Bırak diyordu içinden bir ses
akışına bırak. Hâlbuki “işleri akışına bırakmak” durumun rutin haline
dönmesinden çıkar sağlayacak olanlar tarafından uydurulmuş büyük, koca bir
yalan gibiydi. Daha çok ressamlar tarafından korkunun eseri olarak resmedilmiş
bir tablo. Korkaklar tarafından ardına sığınılan büyük bir kale. Öyle bir kale
ki, arkadaşların desteğiyle bir surları yükselen, umutlarla kapıları
güçlendirilen, hayallerle hendekleri kazılan, zaman geçtikçe büyüyen,
genişleyen; ama sonrasında sadece zaman gibi kuvvetli bir düşman karşısında
birdenbire hezimete uğrayan bir kale. ‘Akışına bırakmak’ gibi bir anlamsız
beklenti yerine başarı, aşk ya da para (adını siz koyun) gibi soyut fakat en
azından sınıflandırılabilir kavramları belirleyip bunlar için çaba sarf etmek
daha ulaşılabilir bir gaye değil mi sizce? Kalede tıkılı kalmak yerine meydan savaşına çıkmak,
gerektiğinde müttefiklerinizle (ki bu durumda dostlarınız oluyor) istişare
etmek, ihtiyaçlarınızı ve stratejinizi belirlemek, istediğinizi elde etmede daha
erişilebilir bir yol sunuyor sanki. Aynı zamanda sizin dertlerinizi ya da
isteklerinizi umursamayan, şikâyet etmenizden bıkan ya da sizi küçük gören şahıslardan
da bu sihirli sözcük öbeğini sık sık duyabilirsiniz. “Abi akışına bırak.” Hâlbuki kestirme yoldan gitmek yerine içinden
geçenleri reel olarak dile getirse daha yardımcı olmaz mı? Teselli etmek,
kırmamak ya da inanmamak adına yapılan hamleler uzun vadede daha büyük
zararlarla karşılaşmamıza sebebiyet vermiyor mu? Bir şeyi mi satın almak
istiyorsun? Al! Başarı mı istiyorsun? Elde et! Biriyle tanışmak mı istiyorsun?
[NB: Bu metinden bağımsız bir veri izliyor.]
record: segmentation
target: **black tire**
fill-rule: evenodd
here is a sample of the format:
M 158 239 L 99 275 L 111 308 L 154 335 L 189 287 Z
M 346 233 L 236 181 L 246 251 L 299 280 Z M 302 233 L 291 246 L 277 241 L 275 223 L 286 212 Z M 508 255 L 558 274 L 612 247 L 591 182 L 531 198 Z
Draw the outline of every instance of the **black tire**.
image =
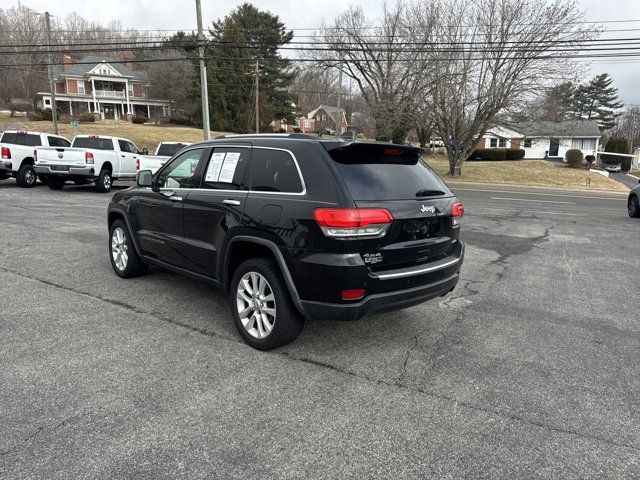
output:
M 640 218 L 640 201 L 637 195 L 631 195 L 627 203 L 627 211 L 632 218 Z
M 108 193 L 111 190 L 112 183 L 111 172 L 104 168 L 100 170 L 100 175 L 96 178 L 96 190 L 100 193 Z
M 240 319 L 238 285 L 245 275 L 252 272 L 258 273 L 266 279 L 267 287 L 265 288 L 265 293 L 271 290 L 274 297 L 273 304 L 270 300 L 265 300 L 263 303 L 265 307 L 269 307 L 270 310 L 273 310 L 276 314 L 273 318 L 271 330 L 264 338 L 256 338 L 253 336 L 248 328 L 245 328 Z M 267 298 L 268 297 L 269 295 L 267 295 Z M 280 269 L 273 260 L 267 258 L 253 258 L 243 262 L 237 268 L 231 280 L 229 303 L 231 305 L 231 314 L 233 315 L 233 320 L 240 336 L 245 342 L 258 350 L 271 350 L 286 345 L 295 340 L 298 335 L 300 335 L 302 327 L 304 327 L 304 319 L 291 300 Z M 243 306 L 249 307 L 249 305 L 250 303 L 245 300 Z M 253 330 L 258 329 L 258 321 L 255 320 L 253 316 L 248 319 L 248 322 L 248 325 L 255 326 Z M 262 325 L 264 325 L 264 323 L 262 323 Z
M 18 186 L 22 188 L 31 188 L 36 184 L 36 171 L 33 169 L 33 165 L 23 164 L 20 166 L 16 175 L 16 182 Z
M 118 230 L 121 234 L 122 239 L 124 240 L 124 243 L 119 244 L 118 248 L 116 248 L 115 244 L 119 243 L 117 238 L 120 237 L 120 235 L 116 233 L 116 231 Z M 140 275 L 144 275 L 147 272 L 148 265 L 144 263 L 138 256 L 138 252 L 136 252 L 136 248 L 133 245 L 129 229 L 122 220 L 116 220 L 111 224 L 111 227 L 109 227 L 108 251 L 109 260 L 111 261 L 113 271 L 116 272 L 116 275 L 118 275 L 119 277 L 139 277 Z M 124 265 L 122 263 L 118 263 L 117 259 L 122 259 L 121 256 L 118 256 L 118 253 L 126 254 Z
M 64 182 L 64 177 L 56 177 L 54 175 L 47 177 L 47 185 L 49 185 L 51 190 L 62 190 L 64 188 Z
Tanış! Hiçbir şey yapamıyorsan bunlar için efor sarf et. Ama ‘akışına bırakma!’ Bunun için çabala, savaş, gerekirse meydanda öl ama kendi yarattığın kalende
sonunu bekleme. Korkunun umutlarının önüne geçmesine izin verme. (Biraz daha emir
kipiyle devam edersem azıcık popülaritesi olan, yazları kitap fuarlarına imza
gününe giden, belediyelerin kültür merkezlerinde ufak çaplı seminerler veren kişisel
gelişimci yazısına dönecek sanırım. Cidden etkilenenler varsa parmak kaldırsın bir şey deneyeceğim. Ama üslup çoğunlukla gaz veriyor bu da kabul
ettiğimiz bir gerçek.)
Şaka maka blogu kişisel gelişim
temasına sürükleyip ismini de Genç Adamsın yerine Nasıl Genç Kalabilirsiniz
tarzında bir revizyona sokarak üniversitelerin itiraf sayfalarında paylaşırız. (sounds
like a good plan, right?)
Her neyse; ben ki hoşlandığı kızı başkasına
kaptıran adam, ben ki Sıla’nın Oluruna
Bırak şarkısını fazla dinlemekten fiyaskoların tarihini yazmış adam, ben ki hobi
olarak arkadaşlarına ‘Moruk o kız sana hayatta bakmaz’ diyerek onların
gözlerinden yaşam pırıltısının kayboluşunu izleyen adam, ben ki sınavlarda ‘Boş
ver müdür, hem çalışsan ne olacak’ diyerek kendisi evde gizli gizli çalışan
adam,
Ben yakın geçmiş ve geleceğimden
ecnebicesi ‘Let it flow’ olan bu fiiliyatı siliyor ve size de aynısını tavsiye
ediyorum değerli Lihtenştayn Sakinleri.
Zaten, kim korkaklardan hoşlanabilir ki?